I tried, and it does take up a bit of memory although not as much (at most 5GB). It does not go up as the training advances. I am not sure what takes up so much memory though. I really should look into that but still, is it usual that using raytune increases the needed memory up to 3GB more?

In fact, when running with ray, I think there’s not only the 8GB process but also a separate one using more memory (around 2GB) (which also runs when I run the experiment separately but I included the memory in the 5GB total)

In the photo, the ray idle process keeps growing in memory
Selection_864

As far as I understand it from reading through this thread, I have more or less the same issue with my 16GB RAM. Even though the CPU load remains rather low when starting actors for parallel trials for PPO, the RAM consumption comes soon at its limits.

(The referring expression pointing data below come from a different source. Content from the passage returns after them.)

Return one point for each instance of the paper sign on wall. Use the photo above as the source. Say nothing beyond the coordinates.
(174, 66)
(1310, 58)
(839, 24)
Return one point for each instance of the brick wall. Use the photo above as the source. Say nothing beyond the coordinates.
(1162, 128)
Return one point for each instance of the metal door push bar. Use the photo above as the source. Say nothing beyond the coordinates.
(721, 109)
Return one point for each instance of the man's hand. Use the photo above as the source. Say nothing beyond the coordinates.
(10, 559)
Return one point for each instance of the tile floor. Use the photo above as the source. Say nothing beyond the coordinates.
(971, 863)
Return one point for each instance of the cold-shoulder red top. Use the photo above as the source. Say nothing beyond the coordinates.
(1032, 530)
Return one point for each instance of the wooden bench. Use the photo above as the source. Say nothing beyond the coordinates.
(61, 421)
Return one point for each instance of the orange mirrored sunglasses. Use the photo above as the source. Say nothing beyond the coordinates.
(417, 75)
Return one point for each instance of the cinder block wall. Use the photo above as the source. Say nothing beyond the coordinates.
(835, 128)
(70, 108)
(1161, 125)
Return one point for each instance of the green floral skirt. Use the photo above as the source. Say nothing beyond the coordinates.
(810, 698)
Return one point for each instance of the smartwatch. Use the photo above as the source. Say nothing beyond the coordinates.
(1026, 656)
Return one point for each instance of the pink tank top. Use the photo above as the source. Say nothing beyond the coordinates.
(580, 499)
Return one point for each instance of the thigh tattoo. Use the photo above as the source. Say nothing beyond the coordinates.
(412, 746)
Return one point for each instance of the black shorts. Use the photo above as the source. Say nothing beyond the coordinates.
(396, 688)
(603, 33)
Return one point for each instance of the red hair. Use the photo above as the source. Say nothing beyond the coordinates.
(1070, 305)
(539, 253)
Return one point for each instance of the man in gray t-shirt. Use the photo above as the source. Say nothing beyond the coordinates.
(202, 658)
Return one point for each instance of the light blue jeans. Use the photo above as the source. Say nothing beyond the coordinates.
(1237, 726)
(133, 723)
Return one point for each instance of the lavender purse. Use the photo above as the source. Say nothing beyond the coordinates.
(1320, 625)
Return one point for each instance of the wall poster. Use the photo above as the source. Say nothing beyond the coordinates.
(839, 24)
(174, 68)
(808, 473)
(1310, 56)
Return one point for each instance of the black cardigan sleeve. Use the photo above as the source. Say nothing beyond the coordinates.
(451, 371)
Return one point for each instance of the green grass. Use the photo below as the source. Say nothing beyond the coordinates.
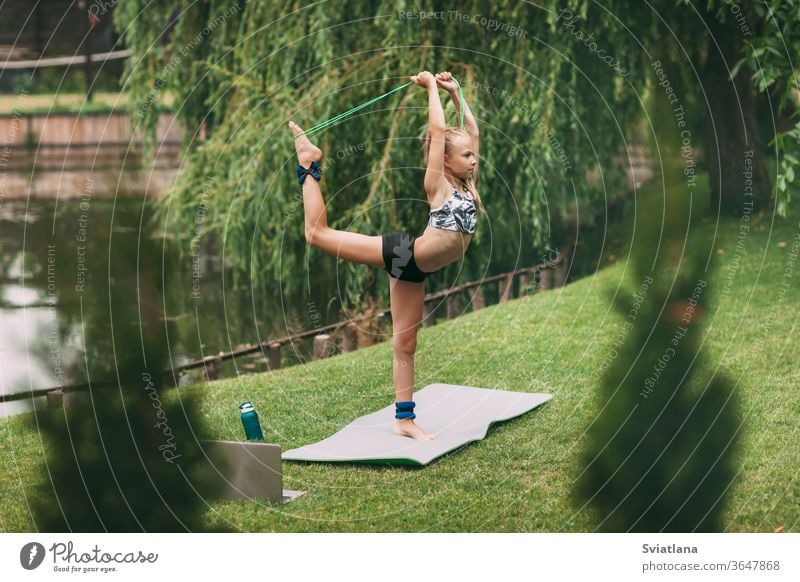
(519, 477)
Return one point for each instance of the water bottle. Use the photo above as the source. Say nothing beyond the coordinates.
(252, 429)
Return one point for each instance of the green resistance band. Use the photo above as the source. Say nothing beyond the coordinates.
(331, 121)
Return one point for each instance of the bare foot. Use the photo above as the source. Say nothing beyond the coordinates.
(406, 427)
(307, 152)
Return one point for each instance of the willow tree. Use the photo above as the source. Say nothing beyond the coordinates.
(555, 110)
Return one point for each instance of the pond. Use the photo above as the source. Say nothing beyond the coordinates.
(51, 253)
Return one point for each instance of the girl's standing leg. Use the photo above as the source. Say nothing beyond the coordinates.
(407, 299)
(351, 246)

Short-notice remedy is available by setting max_concurrent_trials in the TuneConfig. Nevertheless, I went deeper with the help of memory-profiler. It turns out that one instance of the gymnasium environment consumes up to 80 MiB RAM in one actor.

Hi @raquelhortab,

it’s hard to investigate this without knowing how the external classes look like. Generally Ray mostly does orchestration - i.e. the memory usage mostly comes from the functions you actually run, and not Ray.

That said, there are a number of pitfalls that can lead to more memory consumption. This can e.g. be the case when data is copied multiple times.

In your example, you can try using tune.with_parameters instead of functools.partial which will avoid some possible memory duplications. Another option is, as @xwjiang2010 mentioned, to instantiate the data loaders in the training function itself and not outside.